In the ordinary case, however, it is necessary, in order to decide whether there has been a holding out by a principal, to consider the principal’s conduct as a whole [ Egyptian International Foreign Trade Co v Soplex Wholesale Supplies Ltd (The ‘Raffaella’) [1985] 2 Lloyd’s Rep 36 at 41 per Browne-Wilkinson LJ].
The representation itself must be fairly narrowly focused; that is, the representation must be directed to a particular person or a particular class of people: Leipner v McLean (1909) 8 CLR 307 at 315.
What CONDUCT can constitute a representation of authority?
A representation made directly to the third party constitutes evidence of actual authority: International Paper Co v Spicer (1906) 4 CLR 739 at 747.
It may also form the basis for a representation as to ostensible authority. If the communication of authority is not made directly to the third party, then the issues are whether the principal so conducted themselves as to enable the ‘agent’ to hold themselves out to be the principal’s agent for the purpose (for example, of entering into a particular contract) and whether the third party, in dealing with the ‘agent’, believed them to be so authorised: International Paper at 747.
In Bowstead and Reynolds on Agency it is stated that: [T]he representation seems to occur in three main ways. It may be express (whether orally or in writing); or implied from a course of dealing; or it may be made ‘by permitting the agent to act in some way in the conduct of the principal’s business with other persons’.

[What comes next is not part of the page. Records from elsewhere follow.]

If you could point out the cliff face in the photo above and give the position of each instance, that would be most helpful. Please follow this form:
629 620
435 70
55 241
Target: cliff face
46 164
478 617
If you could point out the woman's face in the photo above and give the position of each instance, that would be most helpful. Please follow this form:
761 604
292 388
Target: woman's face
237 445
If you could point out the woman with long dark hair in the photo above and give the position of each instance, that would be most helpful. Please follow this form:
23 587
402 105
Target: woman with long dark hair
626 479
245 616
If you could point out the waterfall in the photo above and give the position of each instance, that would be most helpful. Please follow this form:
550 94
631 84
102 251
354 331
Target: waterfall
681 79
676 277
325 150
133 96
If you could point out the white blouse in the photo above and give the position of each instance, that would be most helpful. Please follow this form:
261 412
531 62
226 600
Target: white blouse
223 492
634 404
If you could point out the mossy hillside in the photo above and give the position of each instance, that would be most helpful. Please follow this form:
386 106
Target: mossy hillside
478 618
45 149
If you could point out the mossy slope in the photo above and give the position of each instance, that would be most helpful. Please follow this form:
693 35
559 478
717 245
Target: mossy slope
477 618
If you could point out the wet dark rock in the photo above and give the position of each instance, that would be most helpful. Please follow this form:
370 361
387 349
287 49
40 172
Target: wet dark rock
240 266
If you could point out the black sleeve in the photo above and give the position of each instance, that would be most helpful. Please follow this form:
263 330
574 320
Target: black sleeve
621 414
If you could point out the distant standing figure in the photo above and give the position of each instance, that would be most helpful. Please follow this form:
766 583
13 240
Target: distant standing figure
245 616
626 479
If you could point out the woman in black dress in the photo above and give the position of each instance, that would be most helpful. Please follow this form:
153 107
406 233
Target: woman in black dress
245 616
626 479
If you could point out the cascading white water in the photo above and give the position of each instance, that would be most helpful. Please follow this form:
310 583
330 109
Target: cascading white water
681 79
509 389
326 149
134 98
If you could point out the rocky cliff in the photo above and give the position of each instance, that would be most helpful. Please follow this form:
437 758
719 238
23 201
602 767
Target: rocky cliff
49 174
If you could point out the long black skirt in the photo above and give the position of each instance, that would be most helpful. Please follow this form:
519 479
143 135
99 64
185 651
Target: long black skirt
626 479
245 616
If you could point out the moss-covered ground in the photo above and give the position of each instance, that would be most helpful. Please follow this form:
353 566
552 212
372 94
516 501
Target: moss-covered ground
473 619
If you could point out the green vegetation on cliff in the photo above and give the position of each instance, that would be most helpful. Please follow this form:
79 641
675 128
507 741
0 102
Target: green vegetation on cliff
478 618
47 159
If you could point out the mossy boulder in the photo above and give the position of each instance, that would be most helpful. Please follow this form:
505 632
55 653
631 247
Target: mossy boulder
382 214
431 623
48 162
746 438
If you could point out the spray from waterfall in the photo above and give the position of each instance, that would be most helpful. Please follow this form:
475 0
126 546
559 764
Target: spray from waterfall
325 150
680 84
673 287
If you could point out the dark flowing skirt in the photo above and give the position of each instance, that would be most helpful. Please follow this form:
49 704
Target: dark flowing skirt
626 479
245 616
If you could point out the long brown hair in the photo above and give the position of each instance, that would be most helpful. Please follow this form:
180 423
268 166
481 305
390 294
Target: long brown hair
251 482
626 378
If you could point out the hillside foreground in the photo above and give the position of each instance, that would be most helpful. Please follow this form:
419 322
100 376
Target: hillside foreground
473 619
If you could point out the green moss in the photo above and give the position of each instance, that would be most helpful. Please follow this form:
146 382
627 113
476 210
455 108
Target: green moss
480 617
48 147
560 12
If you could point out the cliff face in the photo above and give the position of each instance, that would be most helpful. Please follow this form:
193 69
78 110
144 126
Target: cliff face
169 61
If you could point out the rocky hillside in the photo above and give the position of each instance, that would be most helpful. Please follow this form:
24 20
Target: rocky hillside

There are many different ways in which it might be argued a principal has made a representation of authority in respect of another. One occurs when the principal allows the agent to act in a particular way indicative of authority without taking steps to dispel an assumption of authority thereby reasonably induced in the third party: Thompson v Palmer (1933) 49 CLR 507 at 547 per Dixon J, cited in Papantoniou v Stonewell Hotel Pty Ltd [2018] NSWCA 85 at [51].